Edoardo Borgomeo

Gestione dell’acqua: impariamo da Danilo Dolci

di Gabriella Debora Giorgione

"La storia di Danilo dimostra come sia possibile, in un contesto geografico limitato, identificare le necessità legate alla gestione dell'acqua e poi attuarle. Appoggiandosi all’inizio ai sistemi dello Stato come la cassa in mezzogiorno e le banche che finanziano e costruiscono, ma rimettendo nelle mani degli utenti queste infrastrutture per la loro gestione condivisa e cooperativa". Dialogo con il ricercatore dell'università di Oxford e collaboratore della Banca Mondiale

Edoardo Borgomeo, honorary research associate all’Università di Oxford, lavora presso la Banca Mondiale dove si occupa di progetti di gestione delle risorse idriche e adattamento al cambiamento climatico. In questo dialogo ragiona su come la scienza e la politica dovrebbero guardare al bene comune più scarso a livello globale. Un giro del mondo in nove tappe per scoprire come l’acqua e la sua gestione si intreccino all’economia, alla storia, alla cultura e alla vita di ciascuno di noi.

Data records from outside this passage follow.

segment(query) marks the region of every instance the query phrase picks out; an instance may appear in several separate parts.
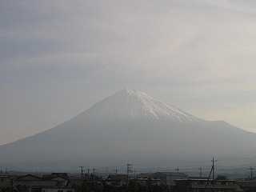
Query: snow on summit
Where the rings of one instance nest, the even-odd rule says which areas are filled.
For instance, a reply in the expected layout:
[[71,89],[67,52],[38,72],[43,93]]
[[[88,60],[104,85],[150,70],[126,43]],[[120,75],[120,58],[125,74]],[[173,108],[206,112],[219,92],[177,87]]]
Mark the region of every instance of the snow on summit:
[[142,91],[130,89],[115,93],[86,112],[90,118],[150,118],[181,122],[203,121]]

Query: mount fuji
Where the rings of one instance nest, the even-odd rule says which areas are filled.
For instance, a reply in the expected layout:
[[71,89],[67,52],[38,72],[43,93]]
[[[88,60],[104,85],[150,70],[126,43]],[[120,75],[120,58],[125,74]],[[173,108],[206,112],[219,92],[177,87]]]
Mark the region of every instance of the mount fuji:
[[256,134],[223,121],[201,119],[126,89],[59,126],[1,146],[0,168],[178,166],[252,154],[255,144]]

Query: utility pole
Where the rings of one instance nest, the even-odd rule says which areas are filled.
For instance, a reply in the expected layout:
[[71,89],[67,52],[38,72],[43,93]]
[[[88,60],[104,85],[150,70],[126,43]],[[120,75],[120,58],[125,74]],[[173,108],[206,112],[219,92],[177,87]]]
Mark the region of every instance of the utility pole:
[[212,166],[212,170],[213,170],[213,192],[215,192],[214,162],[217,162],[217,160],[214,160],[214,158],[213,158],[213,160],[211,160],[211,162],[213,162],[213,166]]
[[94,177],[94,174],[95,174],[95,170],[96,170],[95,168],[94,168],[94,169],[93,169],[93,171],[94,171],[94,179],[95,179],[95,177]]
[[179,170],[178,167],[175,170],[177,170],[177,173],[178,173],[178,170]]
[[198,170],[200,170],[199,171],[199,177],[201,178],[202,177],[202,167],[200,166],[200,168],[198,168]]
[[250,180],[253,180],[253,170],[254,169],[250,166],[248,170],[250,170]]
[[131,172],[131,168],[133,168],[133,164],[127,164],[127,191],[129,192],[129,173]]
[[114,170],[115,171],[115,175],[118,175],[118,169]]
[[84,166],[79,166],[81,168],[81,179],[83,178],[83,167]]
[[90,175],[89,175],[89,171],[90,170],[90,169],[87,169],[87,171],[88,171],[88,181],[90,180]]

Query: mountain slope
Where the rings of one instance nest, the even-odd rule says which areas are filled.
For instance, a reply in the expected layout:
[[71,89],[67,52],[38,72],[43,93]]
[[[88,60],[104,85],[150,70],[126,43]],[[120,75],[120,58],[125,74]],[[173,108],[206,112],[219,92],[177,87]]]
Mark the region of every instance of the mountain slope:
[[255,138],[255,134],[200,119],[126,89],[56,127],[1,146],[0,165],[23,170],[127,162],[176,165],[252,153]]

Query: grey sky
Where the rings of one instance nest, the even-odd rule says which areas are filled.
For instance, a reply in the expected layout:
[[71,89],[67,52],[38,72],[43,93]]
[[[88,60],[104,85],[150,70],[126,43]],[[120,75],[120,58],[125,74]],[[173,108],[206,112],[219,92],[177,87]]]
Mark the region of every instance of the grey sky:
[[124,88],[256,132],[256,2],[0,2],[0,144]]

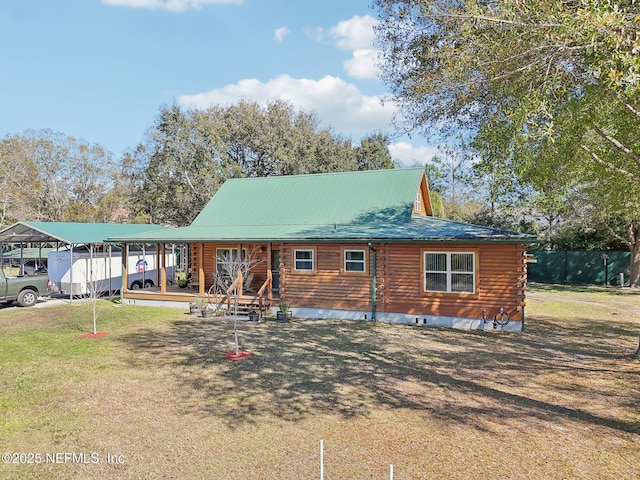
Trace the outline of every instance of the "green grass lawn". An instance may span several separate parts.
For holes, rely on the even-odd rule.
[[[635,479],[620,292],[531,289],[522,333],[242,323],[237,362],[224,320],[103,301],[90,340],[86,304],[0,309],[0,454],[33,462],[0,478],[311,479],[322,439],[332,480]]]

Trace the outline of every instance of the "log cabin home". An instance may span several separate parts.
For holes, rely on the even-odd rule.
[[[533,238],[434,217],[424,170],[407,168],[232,179],[188,227],[108,240],[190,252],[190,289],[160,270],[125,303],[210,294],[222,259],[242,255],[241,296],[295,317],[520,330]]]

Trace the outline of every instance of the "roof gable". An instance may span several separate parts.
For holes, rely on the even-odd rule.
[[[135,223],[18,222],[0,231],[0,241],[102,243],[107,237],[158,229],[164,227]]]
[[[408,223],[423,177],[406,168],[227,180],[191,225]]]

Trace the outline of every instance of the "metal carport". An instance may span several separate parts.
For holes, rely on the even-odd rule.
[[[41,247],[43,243],[49,243],[55,244],[56,248],[68,245],[71,262],[74,247],[108,245],[110,242],[105,242],[105,239],[109,237],[154,230],[164,230],[164,227],[130,223],[17,222],[0,230],[0,264],[3,263],[2,255],[6,244],[38,244]],[[69,298],[73,298],[73,289]]]

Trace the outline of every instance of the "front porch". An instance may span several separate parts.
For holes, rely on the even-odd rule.
[[[128,245],[123,244],[122,247],[127,249]],[[167,263],[174,263],[167,262],[167,245],[158,244],[156,251],[159,268],[156,271],[154,286],[125,289],[122,293],[123,303],[144,302],[182,306],[201,298],[214,306],[226,305],[229,308],[232,299],[237,298],[241,309],[256,309],[264,315],[279,301],[280,259],[278,250],[273,249],[271,244],[188,244],[185,251],[189,252],[189,255],[183,263],[185,268],[181,272],[182,281],[177,281],[175,271],[172,272],[173,275],[168,274],[171,267],[168,267]],[[242,252],[241,261],[238,252]],[[219,282],[221,263],[227,255],[238,263],[250,264],[250,268],[245,277],[238,271],[232,282],[227,276],[228,280],[223,284]],[[126,257],[126,254],[123,255],[123,258]],[[177,264],[178,262],[175,262],[175,265]],[[123,262],[123,284],[128,284],[126,262]]]

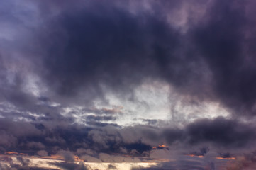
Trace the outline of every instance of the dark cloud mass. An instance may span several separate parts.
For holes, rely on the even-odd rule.
[[[87,169],[78,156],[213,170],[214,153],[252,169],[255,5],[1,1],[1,154],[58,154],[50,164],[65,169]]]

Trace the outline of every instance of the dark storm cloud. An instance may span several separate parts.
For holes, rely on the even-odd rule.
[[[104,98],[109,90],[133,98],[134,87],[151,79],[167,81],[179,93],[200,101],[213,100],[238,114],[253,115],[255,24],[250,17],[251,1],[216,0],[207,5],[202,1],[150,1],[148,10],[146,5],[135,1],[123,3],[30,4],[38,11],[40,22],[25,22],[32,10],[28,13],[18,11],[20,16],[7,13],[4,18],[9,23],[14,24],[18,19],[19,26],[31,30],[29,38],[15,36],[22,43],[9,42],[15,45],[14,51],[27,55],[23,57],[31,62],[30,72],[35,71],[48,84],[46,94],[62,104],[64,96],[76,95],[79,98],[72,98],[73,103],[89,103],[95,98]],[[4,4],[6,9],[12,6],[11,3]],[[139,10],[135,4],[143,8]],[[187,30],[182,30],[173,18],[186,13],[179,16],[174,9],[199,4],[202,11],[206,10],[204,15],[200,18],[189,11]],[[24,45],[23,50],[17,44]],[[3,51],[4,61],[10,62],[6,54],[11,52],[6,52],[10,50]],[[4,79],[1,98],[21,108],[35,109],[37,98],[23,91],[26,82],[22,74],[26,73],[16,73],[11,86]],[[55,96],[55,91],[60,96]]]
[[[0,21],[7,28],[13,28],[14,34],[0,34],[0,115],[4,117],[0,118],[0,151],[39,152],[40,155],[62,151],[99,159],[101,152],[150,155],[152,147],[162,144],[196,155],[206,154],[208,149],[231,155],[237,149],[253,148],[255,125],[236,115],[255,113],[256,25],[255,10],[250,7],[255,4],[208,2],[149,1],[143,6],[135,1],[125,5],[118,1],[79,1],[75,4],[51,1],[28,5],[37,12],[19,11],[14,4],[0,2],[1,11],[6,13],[0,15]],[[205,13],[199,17],[189,11],[186,29],[173,21],[185,15],[184,6],[196,8],[199,4],[206,6]],[[174,12],[179,9],[180,13]],[[47,92],[35,96],[30,93],[31,86],[24,90],[30,73],[39,77]],[[148,125],[121,127],[108,121],[118,120],[127,108],[91,108],[95,98],[109,104],[104,101],[107,92],[137,101],[134,89],[148,79],[167,82],[188,98],[182,101],[184,106],[199,107],[201,101],[216,101],[235,113],[235,118],[200,119],[186,122],[183,127],[160,128],[156,127],[157,120],[145,115],[142,121]],[[52,106],[55,102],[58,106]],[[84,108],[71,109],[77,103],[82,103]],[[65,107],[72,110],[64,116],[61,113]],[[74,115],[79,114],[87,126],[75,123]],[[91,149],[91,153],[79,153],[82,148]],[[55,165],[84,168],[72,159],[66,161]],[[173,164],[158,166],[205,167],[196,161]],[[157,167],[148,169],[153,169]]]
[[[214,1],[205,20],[190,33],[211,70],[214,93],[240,115],[255,114],[256,67],[252,49],[256,25],[248,15],[252,3]]]
[[[213,1],[201,21],[193,23],[196,18],[191,15],[186,33],[167,21],[169,13],[157,9],[182,8],[185,2],[157,3],[154,12],[135,13],[114,1],[107,6],[97,1],[71,6],[75,11],[63,7],[36,36],[46,52],[43,77],[59,94],[83,91],[89,98],[104,98],[106,86],[116,94],[132,92],[145,79],[162,79],[182,94],[253,114],[250,3]]]
[[[134,16],[112,4],[66,12],[47,28],[42,39],[46,78],[61,94],[83,86],[96,93],[102,85],[130,90],[157,74],[155,62],[164,62],[179,42],[179,33],[160,18]]]
[[[184,128],[149,125],[122,128],[111,125],[84,128],[81,125],[71,125],[69,123],[49,126],[47,122],[35,125],[6,119],[1,119],[1,151],[24,151],[30,154],[36,154],[43,149],[49,155],[57,153],[80,155],[81,152],[77,153],[77,151],[84,148],[96,153],[139,156],[162,144],[171,148],[176,146],[176,149],[184,149],[187,154],[204,155],[211,149],[228,154],[232,149],[247,150],[253,147],[252,144],[256,140],[254,125],[221,117],[197,120]],[[210,148],[202,147],[204,146]]]

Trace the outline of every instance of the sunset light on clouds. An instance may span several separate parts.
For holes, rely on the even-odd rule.
[[[0,170],[256,169],[255,6],[1,1]]]

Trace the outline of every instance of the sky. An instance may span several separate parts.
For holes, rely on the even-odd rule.
[[[0,169],[255,169],[255,6],[1,1]]]

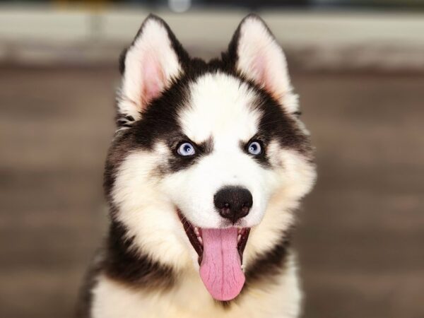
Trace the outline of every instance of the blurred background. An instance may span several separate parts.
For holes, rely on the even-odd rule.
[[[105,233],[117,58],[144,18],[208,59],[252,11],[317,147],[303,317],[424,317],[423,0],[1,1],[0,317],[73,315]]]

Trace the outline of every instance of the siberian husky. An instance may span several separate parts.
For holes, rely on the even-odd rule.
[[[289,237],[315,167],[264,22],[247,16],[206,62],[149,16],[120,71],[110,230],[79,317],[298,317]]]

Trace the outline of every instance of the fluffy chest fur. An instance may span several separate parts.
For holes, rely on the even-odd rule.
[[[131,288],[100,276],[93,293],[93,318],[289,318],[300,313],[301,294],[293,257],[272,283],[247,288],[234,303],[214,301],[196,271],[184,273],[166,291]]]

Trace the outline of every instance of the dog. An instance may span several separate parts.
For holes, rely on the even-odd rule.
[[[151,15],[120,71],[109,232],[78,316],[298,317],[290,237],[314,150],[265,23],[245,17],[206,62]]]

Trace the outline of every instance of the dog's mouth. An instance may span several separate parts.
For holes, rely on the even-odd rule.
[[[199,255],[200,276],[206,289],[218,300],[230,300],[245,284],[242,269],[249,228],[200,228],[178,211],[185,232]]]

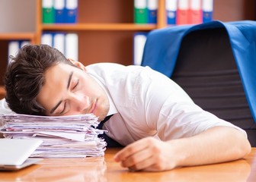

Nel suo libro “Oro blu” lei racconta nove storie di acqua e cambiamento climatico in nove parti del mondo che ci fanno scoprire come l’acqua e la sua gestione si intrecci all’economia, alla storia, alla cultura e alla vita di ciascuno di noi. E sostiene la tesi secondo la quale la gestione dell'acqua non è solamente compito degli ingegneri ma è compito di tutti…

Nei paesi in via di sviluppo aiuto i governi a gestire l’acqua in maniera equa e sostenibile. L’acqua è necessaria alla vita, ma è anche una risorsa che ha una funzione sociale, economica e culturale.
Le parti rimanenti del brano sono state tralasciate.